Mastrolorito Fabrizio, Ciriaco Fulvio, Togo Maria Vittoria, Gambacorta Nicola, Trisciuzzi Daniela, Altomare Cosimo Damiano, Amoroso Nicola, Grisoni Francesca, Nicolotti Orazio
Dipartimento di Farmacia-Scienze del Farmaco, Università degli Studi di Bari Aldo Moro, Bari, Italy.
Dipartimento di Chimica, Università degli Studi di Bari Aldo Moro, Bari, Italy.
Commun Chem. 2025 Jan 29;8(1):26. doi: 10.1038/s42004-025-01423-3.
Generative models have revolutionized de novo drug design, allowing to produce molecules on-demand with desired physicochemical and pharmacological properties. String based molecular representations, such as SMILES (Simplified Molecular Input Line Entry System) and SELFIES (Self-Referencing Embedded Strings), have played a pivotal role in the success of generative approaches, thanks to their capacity to encode atom- and bond- information and ease-of-generation. However, such 'atom-level' string representations could have certain limitations, in terms of capturing information on chirality, and synthetic accessibility of the corresponding designs.In this paper, we present fragSMILES, a novel fragment-based molecular representation in the form of string. fragSMILES encode fragments in a 'chemically-meaningful' way via a novel graph-reduction approach, allowing to obtain an efficient, interpretable, and expressive molecular representation, which also avoids fragment redundancy. fragSMILES contributes to the field of fragment-based representation, by reporting fragments and their 'breaking' bonds independently. Moreover, fragSMILES also embeds information of molecular chirality, thereby overcoming known limitations of existing string notations. When compared with SMILES, SELFIES and t-SMILES for de novo design, the fragSMILES notation showed its promise in generating molecules with desirable biochemical and scaffolds properties.

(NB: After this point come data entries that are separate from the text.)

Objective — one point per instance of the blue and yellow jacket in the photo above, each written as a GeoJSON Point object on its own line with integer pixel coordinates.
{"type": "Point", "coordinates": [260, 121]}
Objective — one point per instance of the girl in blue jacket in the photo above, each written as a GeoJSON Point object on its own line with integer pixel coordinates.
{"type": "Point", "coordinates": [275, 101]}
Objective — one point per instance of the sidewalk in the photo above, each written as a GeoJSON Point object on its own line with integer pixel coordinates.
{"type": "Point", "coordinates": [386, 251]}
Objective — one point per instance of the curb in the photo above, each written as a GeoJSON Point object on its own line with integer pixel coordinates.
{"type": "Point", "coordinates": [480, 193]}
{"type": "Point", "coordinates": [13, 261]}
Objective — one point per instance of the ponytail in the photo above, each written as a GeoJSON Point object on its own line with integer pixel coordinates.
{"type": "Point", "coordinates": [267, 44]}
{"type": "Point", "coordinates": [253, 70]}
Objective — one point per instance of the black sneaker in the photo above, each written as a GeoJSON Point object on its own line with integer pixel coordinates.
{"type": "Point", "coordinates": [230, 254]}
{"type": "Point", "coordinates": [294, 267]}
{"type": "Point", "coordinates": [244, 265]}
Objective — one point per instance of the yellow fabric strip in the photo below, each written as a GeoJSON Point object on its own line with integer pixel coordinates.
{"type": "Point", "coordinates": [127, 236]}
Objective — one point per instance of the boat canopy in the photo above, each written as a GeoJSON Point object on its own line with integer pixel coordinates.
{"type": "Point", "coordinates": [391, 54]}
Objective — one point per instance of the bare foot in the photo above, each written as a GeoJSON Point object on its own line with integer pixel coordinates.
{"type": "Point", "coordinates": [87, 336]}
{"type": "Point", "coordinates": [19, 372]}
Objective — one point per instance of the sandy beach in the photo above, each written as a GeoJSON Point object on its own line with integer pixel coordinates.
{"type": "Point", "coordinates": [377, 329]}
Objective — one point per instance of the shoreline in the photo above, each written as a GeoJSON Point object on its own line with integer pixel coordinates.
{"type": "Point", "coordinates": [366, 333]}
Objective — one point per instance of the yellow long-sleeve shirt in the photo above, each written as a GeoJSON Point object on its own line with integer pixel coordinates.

生成模型彻底改变了从头药物设计,能够按需生成具有所需物理化学和药理特性的分子。基于字符串的分子表示法,如SMILES(简化分子输入线性输入系统)和SELFIES(自参考嵌入式字符串),由于其编码原子和键信息的能力以及易于生成,在生成方法的成功中发挥了关键作用。然而,这种“原子级”字符串表示法在捕捉手性信息以及相应设计的合成可及性方面可能存在某些局限性。在本文中,我们提出了fragSMILES,一种新颖的基于片段的字符串形式的分子表示法。fragSMILES通过一种新颖的图约简方法以“化学有意义”的方式编码片段,从而获得一种高效、可解释且富有表现力的分子表示法,同时还避免了片段冗余。fragSMILES通过独立报告片段及其“断裂”键,为基于片段的表示领域做出了贡献。此外,fragSMILES还嵌入了分子手性信息,从而克服了现有字符串表示法的已知局限性。与用于从头设计的SMILES、SELFIES和t-SMILES相比时fragSMILES表示法在生成具有理想生化性质和骨架性质的分子方面显示出了潜力。